Tersoff is a principal research staff member at the IBM T.J. Watson Research Center. His recent research includes semiconductor nanowire growth; nanoscale effects in heteroepitaxy, including stress-driven self-assembly and self-organization; and the physics of carbon nanotube devices. His early work includes theories of scanning tunneling microscopy, Schottky barriers, and heterojunction band lineups. He also developed model interatomic potentials that are widely used in materials simulations. His work has been recognized by the Davisson-Germer Prize of the American Physical Society (APS), the Medard W. Welch Award of the American Vacuum Society (AVS), and the MRS Medal. Tersoff is a member of the National Academy of Engineering and a Fellow of the APS, AVS, and MRS. He served on the MRS Board of Directors from 2003 to 2005. He received his BA degree in physics from Swarthmore College and his PhD degree in physics from the University of California, Berkeley.

His presentation will focus on “Simple Models for Complex Behavior in Nanowire Growth.” Semiconductor nanowires provide unique opportunities for studying crystal growth. Their small diameter guarantees single-crystal growth. He will describe some of his observations and show how even simple models can provide useful insights into behavior, thus deepening the understanding of nanoscale materials.

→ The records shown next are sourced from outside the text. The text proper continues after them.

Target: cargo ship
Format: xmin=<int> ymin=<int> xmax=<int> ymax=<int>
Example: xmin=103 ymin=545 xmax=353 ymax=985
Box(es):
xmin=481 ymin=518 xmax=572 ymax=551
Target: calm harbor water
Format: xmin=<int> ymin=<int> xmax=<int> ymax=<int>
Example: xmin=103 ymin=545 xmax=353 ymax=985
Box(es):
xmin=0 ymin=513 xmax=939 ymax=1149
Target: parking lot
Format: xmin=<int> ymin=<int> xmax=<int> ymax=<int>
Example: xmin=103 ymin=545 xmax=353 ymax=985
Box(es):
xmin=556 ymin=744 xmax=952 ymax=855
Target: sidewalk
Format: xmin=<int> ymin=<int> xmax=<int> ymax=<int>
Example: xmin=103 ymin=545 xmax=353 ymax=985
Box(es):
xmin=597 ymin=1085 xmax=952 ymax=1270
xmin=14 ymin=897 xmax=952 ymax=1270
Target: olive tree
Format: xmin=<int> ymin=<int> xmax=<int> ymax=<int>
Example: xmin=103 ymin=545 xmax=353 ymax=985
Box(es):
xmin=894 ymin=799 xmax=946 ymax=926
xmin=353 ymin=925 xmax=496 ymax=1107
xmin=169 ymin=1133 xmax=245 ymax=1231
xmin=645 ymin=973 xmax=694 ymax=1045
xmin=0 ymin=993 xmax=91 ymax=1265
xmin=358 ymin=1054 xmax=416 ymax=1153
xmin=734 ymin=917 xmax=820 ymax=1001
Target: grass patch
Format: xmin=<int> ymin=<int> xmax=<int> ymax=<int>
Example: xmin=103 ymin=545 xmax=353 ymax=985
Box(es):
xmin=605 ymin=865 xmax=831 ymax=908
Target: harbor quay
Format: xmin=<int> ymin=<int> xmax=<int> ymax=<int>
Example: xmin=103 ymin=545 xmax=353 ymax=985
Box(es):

Named after Arthur von Hippel (1898–2003), the award recognizes the qualities most prized by materials scientists and engineers—brilliance and originality of intellect, combined with a vision that transcends the boundaries of conventional disciplines, as exemplified by the life of Arthur von Hippel (mrs.org/vonhippel).

The MRS Von Hippel Award includes a $10,000 cash prize, honorary lifetime membership in MRS, and a trophy.